One other issue I am processing is the fact that although I am done with chemo, I am not back to ‘myself’. It prevents me from really feeling ‘done’. My image in the mirror still looks foreign to me, I have gained more weight than I lost initially, my nails have all broken off at the quick, and my toenails are in the process of falling off (a reaction to Taxol). I have gone through menopause in a period of 5 months (which may be permanent) and have the mood swings to prove it!

I am sharing these thoughts with you because I hope it will help you understand the struggle that goes on with anyone who is being treated for cancer. I am in no way whining or wallowing in my sorrows. I look at this as one more way to relate to others in their suffering and to add to my compassion bank, which I know God is going to use through me. I firmly believe that God is still on the throne! The sufferings of this life are temporary and cannot even be compared to what I will experience when I am in His presence someday. He gives me glimpses of His glory through worship, His Word, and those around me that daily bless me with their love.

As I’ve done since the very beginning of this journey, I have turned to God’s Word as my comfort. I am memorizing Psalm 91 because I believe God gave that Psalm to me in high school for this very purpose. I have had to remind myself of all the assurances I had in July and just hang on to them. God has big plans for me and I know He wants me to carry them out to benefit others and bring Him glory.

Please be praying for my upcoming surgery. We have run into some issues with our insurance company and just need to quickly get the approval process done so that surgery can actually happen on March 11.

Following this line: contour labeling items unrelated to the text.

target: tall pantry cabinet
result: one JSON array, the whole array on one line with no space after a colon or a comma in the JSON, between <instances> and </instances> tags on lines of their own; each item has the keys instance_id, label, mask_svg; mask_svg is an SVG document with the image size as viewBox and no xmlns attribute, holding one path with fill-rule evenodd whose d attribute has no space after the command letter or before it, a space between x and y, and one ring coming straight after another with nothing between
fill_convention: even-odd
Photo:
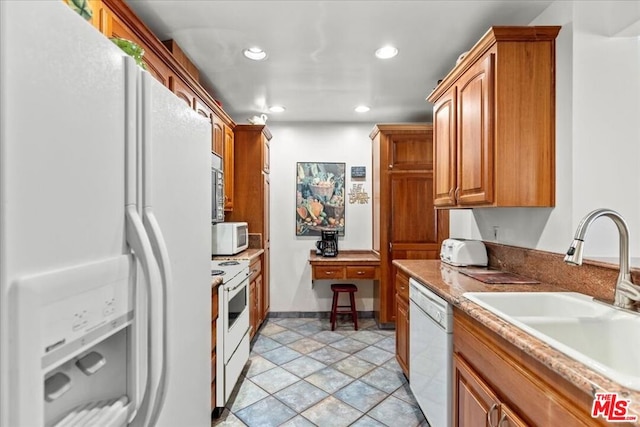
<instances>
[{"instance_id":1,"label":"tall pantry cabinet","mask_svg":"<svg viewBox=\"0 0 640 427\"><path fill-rule=\"evenodd\" d=\"M256 292L261 298L258 324L269 313L269 141L271 132L265 125L237 125L234 133L233 211L226 221L249 224L249 233L262 234L262 285Z\"/></svg>"},{"instance_id":2,"label":"tall pantry cabinet","mask_svg":"<svg viewBox=\"0 0 640 427\"><path fill-rule=\"evenodd\" d=\"M449 211L436 210L433 205L431 124L379 124L370 137L373 250L380 255L374 314L380 326L402 325L408 319L396 319L396 268L392 261L437 259L442 240L449 236Z\"/></svg>"}]
</instances>

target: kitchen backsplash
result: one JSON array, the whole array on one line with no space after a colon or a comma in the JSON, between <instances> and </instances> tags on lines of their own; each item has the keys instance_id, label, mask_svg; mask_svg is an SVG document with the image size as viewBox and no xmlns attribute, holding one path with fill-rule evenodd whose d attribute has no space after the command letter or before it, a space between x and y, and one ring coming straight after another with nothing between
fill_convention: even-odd
<instances>
[{"instance_id":1,"label":"kitchen backsplash","mask_svg":"<svg viewBox=\"0 0 640 427\"><path fill-rule=\"evenodd\" d=\"M249 233L249 249L263 249L262 233Z\"/></svg>"},{"instance_id":2,"label":"kitchen backsplash","mask_svg":"<svg viewBox=\"0 0 640 427\"><path fill-rule=\"evenodd\" d=\"M521 274L541 282L613 301L618 265L584 260L581 266L564 263L564 254L484 242L489 267ZM640 283L640 269L631 269L633 283Z\"/></svg>"}]
</instances>

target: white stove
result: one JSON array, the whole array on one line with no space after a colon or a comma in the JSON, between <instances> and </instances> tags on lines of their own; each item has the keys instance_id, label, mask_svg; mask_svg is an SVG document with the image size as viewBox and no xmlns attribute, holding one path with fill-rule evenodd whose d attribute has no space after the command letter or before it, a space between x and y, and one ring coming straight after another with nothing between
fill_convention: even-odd
<instances>
[{"instance_id":1,"label":"white stove","mask_svg":"<svg viewBox=\"0 0 640 427\"><path fill-rule=\"evenodd\" d=\"M216 406L224 407L249 360L249 260L211 261L218 287Z\"/></svg>"}]
</instances>

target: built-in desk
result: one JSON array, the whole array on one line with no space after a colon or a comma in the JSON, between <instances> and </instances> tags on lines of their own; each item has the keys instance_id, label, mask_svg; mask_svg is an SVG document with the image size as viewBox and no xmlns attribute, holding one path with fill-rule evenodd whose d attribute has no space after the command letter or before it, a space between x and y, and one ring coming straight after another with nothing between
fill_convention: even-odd
<instances>
[{"instance_id":1,"label":"built-in desk","mask_svg":"<svg viewBox=\"0 0 640 427\"><path fill-rule=\"evenodd\" d=\"M380 280L380 257L373 251L341 250L336 257L309 252L311 280Z\"/></svg>"}]
</instances>

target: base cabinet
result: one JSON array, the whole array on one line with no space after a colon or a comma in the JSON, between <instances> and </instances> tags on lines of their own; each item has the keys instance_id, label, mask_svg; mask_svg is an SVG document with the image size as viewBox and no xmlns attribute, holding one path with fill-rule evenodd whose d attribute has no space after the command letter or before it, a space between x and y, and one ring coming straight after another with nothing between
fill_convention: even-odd
<instances>
[{"instance_id":1,"label":"base cabinet","mask_svg":"<svg viewBox=\"0 0 640 427\"><path fill-rule=\"evenodd\" d=\"M264 316L262 314L262 255L251 261L249 265L249 338L260 329Z\"/></svg>"},{"instance_id":2,"label":"base cabinet","mask_svg":"<svg viewBox=\"0 0 640 427\"><path fill-rule=\"evenodd\" d=\"M517 427L520 419L473 370L459 357L453 357L454 425L466 427Z\"/></svg>"},{"instance_id":3,"label":"base cabinet","mask_svg":"<svg viewBox=\"0 0 640 427\"><path fill-rule=\"evenodd\" d=\"M492 27L429 95L435 206L555 205L555 38Z\"/></svg>"},{"instance_id":4,"label":"base cabinet","mask_svg":"<svg viewBox=\"0 0 640 427\"><path fill-rule=\"evenodd\" d=\"M454 309L453 425L599 426L593 397Z\"/></svg>"},{"instance_id":5,"label":"base cabinet","mask_svg":"<svg viewBox=\"0 0 640 427\"><path fill-rule=\"evenodd\" d=\"M409 277L396 274L396 359L409 378Z\"/></svg>"}]
</instances>

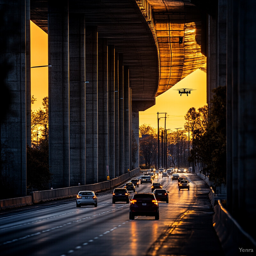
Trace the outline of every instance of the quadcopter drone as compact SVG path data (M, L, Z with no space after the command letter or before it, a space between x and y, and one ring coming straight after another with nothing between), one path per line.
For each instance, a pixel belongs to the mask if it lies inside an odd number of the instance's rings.
M176 91L178 91L179 93L180 94L181 96L183 93L185 93L187 94L187 96L188 96L188 94L190 94L191 91L196 89L190 89L190 88L182 88L180 89L175 89L174 90L176 90Z

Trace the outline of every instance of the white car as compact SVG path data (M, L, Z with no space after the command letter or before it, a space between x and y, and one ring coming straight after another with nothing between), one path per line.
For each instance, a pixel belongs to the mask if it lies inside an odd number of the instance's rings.
M88 205L94 205L94 207L97 207L98 198L96 196L98 195L91 190L80 191L76 196L76 207Z

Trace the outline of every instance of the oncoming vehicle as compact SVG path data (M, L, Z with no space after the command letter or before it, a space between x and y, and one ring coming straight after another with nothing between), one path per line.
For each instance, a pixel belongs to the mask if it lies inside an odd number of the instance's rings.
M133 183L135 187L139 188L139 180L132 180L131 182Z
M151 176L148 175L142 176L140 178L140 184L143 184L143 183L152 183L152 180L151 180Z
M135 186L131 182L126 183L124 186L124 188L126 188L128 191L133 190L133 192L135 192Z
M98 198L96 196L98 195L92 190L79 191L76 196L76 207L88 205L94 205L94 207L97 207Z
M164 178L164 177L167 177L167 178L169 178L169 175L168 173L167 173L166 172L163 172L162 173L162 178Z
M166 191L166 189L155 189L153 192L157 201L166 202L167 204L169 203L169 191Z
M180 177L178 173L173 173L172 175L172 180L177 180Z
M126 188L115 188L112 194L112 203L117 202L125 202L129 203L130 194Z
M160 182L154 182L151 186L151 191L153 192L156 188L162 188L163 186Z
M183 180L180 181L180 183L179 185L179 190L183 189L184 188L187 188L188 190L189 190L189 182L186 180Z
M155 216L155 220L159 220L159 207L154 194L134 194L130 204L129 219L134 220L135 216Z

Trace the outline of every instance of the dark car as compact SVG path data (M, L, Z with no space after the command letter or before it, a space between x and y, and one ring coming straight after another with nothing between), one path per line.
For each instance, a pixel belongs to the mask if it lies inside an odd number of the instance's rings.
M139 188L139 180L132 180L131 182L134 184L134 185L135 187L137 187L137 188Z
M128 191L132 190L133 192L135 192L135 186L131 182L126 183L124 185L124 188L126 188Z
M116 202L126 202L129 204L130 201L130 194L126 188L115 188L112 194L112 203Z
M189 190L189 182L186 180L180 180L180 183L179 185L179 190L183 189L184 188L187 188Z
M160 182L154 182L151 186L151 191L153 192L156 188L162 188L163 186Z
M179 185L180 185L180 181L183 180L186 180L186 178L185 177L179 177L179 179L178 179L178 187L179 187Z
M166 191L164 189L155 189L153 192L156 198L158 201L162 201L166 202L167 204L169 202L169 191Z
M140 178L140 184L143 183L152 183L152 180L151 179L151 176L148 175L142 176Z
M172 180L176 180L180 177L178 173L173 173L172 175Z
M130 204L129 218L134 220L135 216L155 216L155 220L159 220L159 207L154 194L134 194Z

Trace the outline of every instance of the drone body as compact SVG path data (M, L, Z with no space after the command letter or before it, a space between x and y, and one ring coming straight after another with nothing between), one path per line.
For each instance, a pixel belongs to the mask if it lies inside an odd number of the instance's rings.
M184 93L186 94L187 96L188 96L188 94L190 94L191 91L195 90L195 89L190 89L189 88L182 88L180 89L177 89L176 91L179 91L179 93L180 94L181 96Z

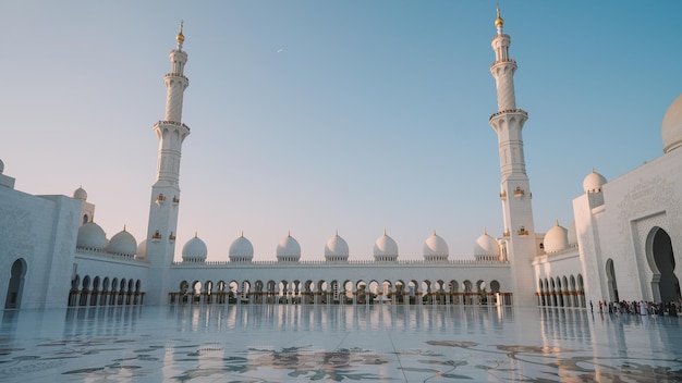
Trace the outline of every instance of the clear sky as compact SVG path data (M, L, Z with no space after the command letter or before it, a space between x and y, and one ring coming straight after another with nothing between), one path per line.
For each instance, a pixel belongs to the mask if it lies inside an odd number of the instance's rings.
M537 232L568 227L593 168L613 180L662 153L682 92L680 1L500 1ZM168 52L188 53L176 259L195 232L227 260L295 237L324 259L338 230L370 259L434 232L472 258L500 236L496 1L4 1L0 159L15 187L96 205L111 237L147 227Z

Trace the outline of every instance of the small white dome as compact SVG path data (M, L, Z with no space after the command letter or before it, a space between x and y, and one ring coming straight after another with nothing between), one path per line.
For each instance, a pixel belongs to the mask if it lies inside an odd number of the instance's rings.
M476 258L499 258L500 257L500 244L488 235L484 230L483 234L476 239L474 244L474 257Z
M254 258L254 245L242 234L241 237L234 239L232 245L230 245L229 254L231 262L251 261Z
M569 231L557 224L545 234L545 252L557 252L569 248Z
M349 259L349 244L339 236L339 233L327 240L327 245L325 245L325 259L328 261Z
M297 261L301 258L301 245L289 234L277 245L278 261Z
M84 201L87 199L87 193L83 187L78 187L77 189L73 190L73 198Z
M569 226L568 238L569 246L577 245L577 231L575 230L575 221L573 221L573 223L571 223L571 225Z
M592 171L592 173L587 174L585 180L583 181L583 190L585 193L601 193L601 186L606 184L606 178L604 175Z
M147 239L143 239L139 245L137 245L137 252L135 252L136 259L146 259L147 258Z
M103 250L107 247L107 234L95 222L88 222L78 227L76 247Z
M682 95L672 101L663 116L660 127L663 139L663 152L667 153L682 146Z
M424 259L429 260L447 260L450 256L450 248L443 238L441 238L436 232L424 243L422 247L424 252Z
M123 227L122 232L117 233L109 239L107 252L132 258L137 252L137 240Z
M208 248L202 238L197 237L187 240L185 246L182 247L182 261L188 262L203 262L208 255Z
M398 244L386 232L374 244L374 259L376 261L394 261L398 259Z

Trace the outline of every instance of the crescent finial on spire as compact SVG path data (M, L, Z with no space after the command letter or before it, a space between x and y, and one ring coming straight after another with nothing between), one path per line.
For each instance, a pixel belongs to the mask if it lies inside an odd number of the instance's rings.
M497 4L497 18L495 18L495 26L501 28L504 25L504 18L500 16L500 4Z
M184 26L184 21L180 21L180 32L178 32L178 36L175 36L175 40L178 41L178 49L182 49L182 44L185 41L185 35L182 34L182 28Z

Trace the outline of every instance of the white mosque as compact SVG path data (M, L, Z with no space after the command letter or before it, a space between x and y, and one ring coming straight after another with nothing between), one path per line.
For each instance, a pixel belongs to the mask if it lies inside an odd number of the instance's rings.
M159 139L156 181L145 238L123 228L107 236L93 222L95 205L78 188L71 197L35 196L14 189L0 161L0 301L5 309L108 305L514 305L585 308L586 302L680 299L682 248L682 96L662 120L663 155L607 182L596 172L573 200L574 222L535 231L531 181L522 129L528 115L516 106L509 54L511 38L495 21L492 38L503 233L484 232L473 257L450 260L448 244L434 233L424 259L402 261L386 233L374 260L349 259L338 234L324 261L301 261L291 235L277 259L254 261L243 235L229 261L207 261L194 237L174 262L180 199L182 122L187 53L182 26L166 74L166 115L154 125ZM678 150L679 149L679 150ZM320 246L321 248L321 246Z

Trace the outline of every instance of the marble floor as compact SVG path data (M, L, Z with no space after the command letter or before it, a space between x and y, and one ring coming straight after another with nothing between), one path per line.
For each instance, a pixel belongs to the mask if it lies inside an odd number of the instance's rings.
M472 306L4 311L0 382L679 382L681 321Z

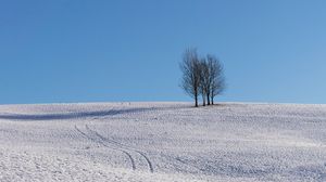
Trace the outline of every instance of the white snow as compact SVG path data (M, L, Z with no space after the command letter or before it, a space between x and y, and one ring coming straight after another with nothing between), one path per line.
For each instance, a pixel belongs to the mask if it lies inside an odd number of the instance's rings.
M0 181L326 181L326 105L2 105Z

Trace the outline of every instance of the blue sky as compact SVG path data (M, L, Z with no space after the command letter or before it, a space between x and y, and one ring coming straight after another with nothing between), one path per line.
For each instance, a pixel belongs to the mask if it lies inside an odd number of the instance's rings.
M0 104L191 101L188 47L223 62L220 101L326 103L326 1L3 0Z

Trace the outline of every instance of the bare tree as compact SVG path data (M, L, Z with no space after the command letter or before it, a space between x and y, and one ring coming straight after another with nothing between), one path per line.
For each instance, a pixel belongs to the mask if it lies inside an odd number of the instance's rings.
M206 60L203 57L200 61L200 92L202 94L202 105L205 106L205 101L210 105L210 96L206 96L210 93L210 69Z
M195 106L198 107L198 96L200 93L200 61L196 49L187 49L180 63L183 79L180 87L195 99Z
M214 55L208 55L208 67L210 73L210 93L211 104L214 104L214 98L225 90L225 77L223 65Z

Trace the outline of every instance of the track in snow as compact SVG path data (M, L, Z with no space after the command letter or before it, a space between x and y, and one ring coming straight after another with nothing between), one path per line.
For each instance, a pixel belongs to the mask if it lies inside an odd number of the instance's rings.
M75 129L76 129L76 131L79 132L84 138L88 139L88 140L90 140L90 141L92 141L92 142L99 143L99 144L101 144L101 145L103 145L104 147L108 147L108 148L110 148L110 150L120 151L120 152L122 152L123 154L125 154L125 155L129 158L129 160L130 160L130 162L131 162L131 168L133 168L133 170L136 170L135 159L133 158L133 156L131 156L128 152L126 152L126 151L124 151L124 150L121 150L121 148L117 148L117 147L109 146L109 145L106 145L105 143L103 143L101 140L96 140L95 138L92 138L92 136L86 134L86 133L83 132L80 129L78 129L76 125L75 125Z
M102 142L106 142L108 144L110 145L116 145L117 147L120 147L121 150L127 150L129 152L135 152L137 154L139 154L140 156L142 156L145 158L145 160L147 161L147 165L149 167L149 170L150 172L154 172L154 169L153 169L153 165L151 162L151 160L149 159L149 157L141 151L138 151L131 146L128 146L128 145L125 145L125 144L122 144L122 143L118 143L114 140L111 140L111 139L108 139L103 135L101 135L100 133L98 133L97 131L90 129L87 125L85 126L86 129L90 132L90 133L93 133L95 135L97 135L99 139L101 139Z

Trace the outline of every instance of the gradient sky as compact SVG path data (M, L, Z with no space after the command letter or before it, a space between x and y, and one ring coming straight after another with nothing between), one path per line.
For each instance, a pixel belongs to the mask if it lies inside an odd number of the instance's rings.
M326 103L325 0L1 0L0 104L191 101L188 47L220 101Z

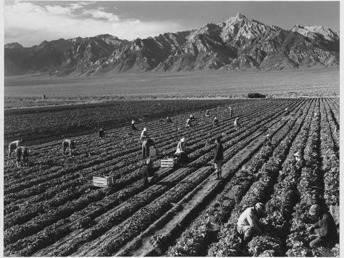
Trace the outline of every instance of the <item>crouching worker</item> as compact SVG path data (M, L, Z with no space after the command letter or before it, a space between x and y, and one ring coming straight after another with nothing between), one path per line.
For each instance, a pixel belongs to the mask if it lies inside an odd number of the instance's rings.
M11 153L12 151L15 150L19 146L22 146L23 140L20 139L12 142L8 145L8 157L11 157Z
M62 154L63 155L66 154L67 152L67 149L69 149L70 155L72 156L74 155L75 143L76 142L76 141L73 141L72 140L70 139L67 139L63 141L63 142L62 143Z
M28 149L26 147L19 146L15 151L16 153L16 163L17 167L20 168L19 164L21 162L23 162L24 166L28 166L29 162L29 156L32 156L33 152L30 149Z
M156 182L158 179L157 175L154 172L153 170L152 164L153 161L150 159L148 159L146 161L146 167L142 172L142 179L143 180L143 186L146 186L148 185L148 178L152 176L153 181Z
M185 148L185 138L183 138L180 139L178 145L177 150L175 151L175 154L178 157L178 160L181 165L185 165L189 162L189 158L185 153L186 148Z
M336 223L329 212L323 211L318 204L311 206L309 214L315 216L319 220L315 224L307 228L307 231L314 232L316 238L310 243L312 248L318 246L331 248L334 245L337 237Z
M105 133L104 132L104 129L103 127L100 128L98 133L99 135L99 137L104 137L105 136Z
M236 230L244 236L246 241L254 233L262 232L262 225L259 222L265 213L265 207L261 202L258 202L253 207L247 208L241 214L236 223Z

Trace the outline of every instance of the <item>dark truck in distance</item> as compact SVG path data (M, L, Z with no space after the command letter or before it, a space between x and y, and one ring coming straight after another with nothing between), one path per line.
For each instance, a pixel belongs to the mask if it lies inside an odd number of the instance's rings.
M262 95L260 93L248 93L247 94L247 97L251 98L265 98L266 96L265 95Z

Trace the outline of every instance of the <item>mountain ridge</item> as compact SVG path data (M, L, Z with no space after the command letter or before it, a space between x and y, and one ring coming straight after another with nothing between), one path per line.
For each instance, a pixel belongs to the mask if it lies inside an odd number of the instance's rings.
M128 41L102 34L4 46L5 76L225 69L282 70L339 64L338 33L322 26L269 26L240 13L184 31Z

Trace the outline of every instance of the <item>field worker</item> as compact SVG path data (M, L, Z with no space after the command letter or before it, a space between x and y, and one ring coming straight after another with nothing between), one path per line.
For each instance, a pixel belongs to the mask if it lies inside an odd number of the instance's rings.
M190 119L190 118L188 118L186 119L186 123L185 124L185 127L188 128L188 127L191 127L192 126L191 125L191 121Z
M149 157L149 148L151 145L154 146L154 147L156 150L157 155L158 154L158 149L155 146L154 139L149 137L146 138L142 143L142 158L145 159Z
M272 140L272 137L271 135L270 134L267 134L264 141L264 145L265 146L270 146L271 145Z
M218 125L219 124L219 120L217 119L217 117L215 116L214 117L214 120L213 120L213 125Z
M17 167L18 169L20 168L19 164L21 161L23 162L24 166L28 166L29 156L32 156L33 154L33 151L31 150L28 149L26 147L24 146L18 147L15 152L16 153L16 163Z
M289 112L289 110L288 110L288 108L286 108L286 109L285 110L284 114L286 115L288 115L290 113Z
M233 109L230 106L229 106L229 117L231 118L233 116Z
M104 137L105 136L105 134L104 132L104 129L103 127L101 127L100 129L99 129L98 134L99 134L99 137Z
M236 223L236 230L243 235L244 241L255 233L262 232L262 225L259 218L264 216L264 204L258 202L254 206L247 208L240 216Z
M177 150L174 153L178 156L179 163L182 165L186 164L189 162L189 158L186 153L185 144L185 138L182 138L178 143Z
M22 146L24 140L23 139L18 140L12 142L8 145L8 157L11 157L11 153L12 150L15 150L19 146Z
M307 231L314 233L316 238L310 243L311 248L319 246L331 248L337 238L336 223L329 212L323 212L318 204L311 206L309 214L319 218L317 222L307 228Z
M137 129L135 127L135 120L133 119L131 120L131 129L133 131L136 131Z
M144 127L143 130L141 132L141 136L140 137L140 140L145 140L148 138L148 133L147 133L147 128Z
M239 117L236 117L235 120L234 120L234 127L235 128L235 130L237 131L241 126L241 122L239 120Z
M63 155L66 154L66 151L67 150L67 148L69 149L71 156L74 155L74 149L75 149L76 143L77 143L76 141L73 141L72 140L70 139L67 139L63 141L63 142L62 143L62 153Z
M142 171L142 179L143 179L143 186L146 186L148 185L148 178L150 176L150 175L153 174L152 164L153 161L150 159L148 159L146 161L146 167Z
M216 147L214 155L214 165L217 174L217 179L222 179L222 164L224 161L224 147L221 144L221 137L218 136L215 139Z

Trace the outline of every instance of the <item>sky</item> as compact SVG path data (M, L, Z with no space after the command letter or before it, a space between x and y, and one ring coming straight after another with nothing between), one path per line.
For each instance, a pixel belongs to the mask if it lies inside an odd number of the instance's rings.
M110 34L131 40L219 23L240 13L267 25L340 29L338 1L5 1L4 43Z

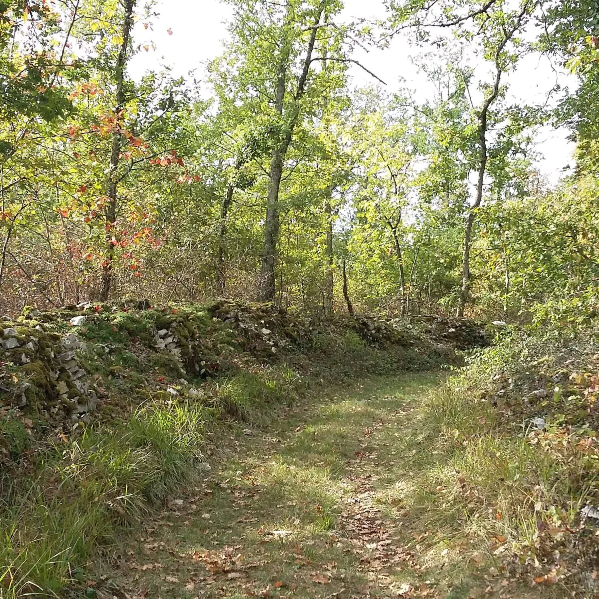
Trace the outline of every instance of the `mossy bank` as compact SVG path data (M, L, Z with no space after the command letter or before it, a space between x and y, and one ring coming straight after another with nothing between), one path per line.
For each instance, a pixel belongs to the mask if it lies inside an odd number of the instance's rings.
M270 304L26 308L0 322L2 593L80 588L91 558L210 468L224 431L266 425L311 387L486 343L468 321L322 323Z

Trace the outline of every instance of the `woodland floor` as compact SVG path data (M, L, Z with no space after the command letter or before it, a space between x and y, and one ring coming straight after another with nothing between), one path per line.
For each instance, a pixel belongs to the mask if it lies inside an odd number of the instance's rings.
M232 431L228 455L98 577L98 597L555 596L477 567L458 528L427 528L397 500L423 467L418 407L440 380L317 391L251 435Z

Also, please pray that I will not forget to hang on to God’s promises for me. I don’t want to be consumed with worry because I know that will hinder my effectiveness and my joy in life. Pray that my feelings will catch up with my mind!

I’ve decided I’m tired of wearing hats. Of course, it’s raining and cold today, so I’ll have to wear something when I go outside. But, I’m mostly going hatless now. The comfort level has finally outweighed the funny looks I get from people!

Thank you for your prayers. I hope you have a wonderful Valentine’s Day, but even more, I hope you realize the love that God has for you!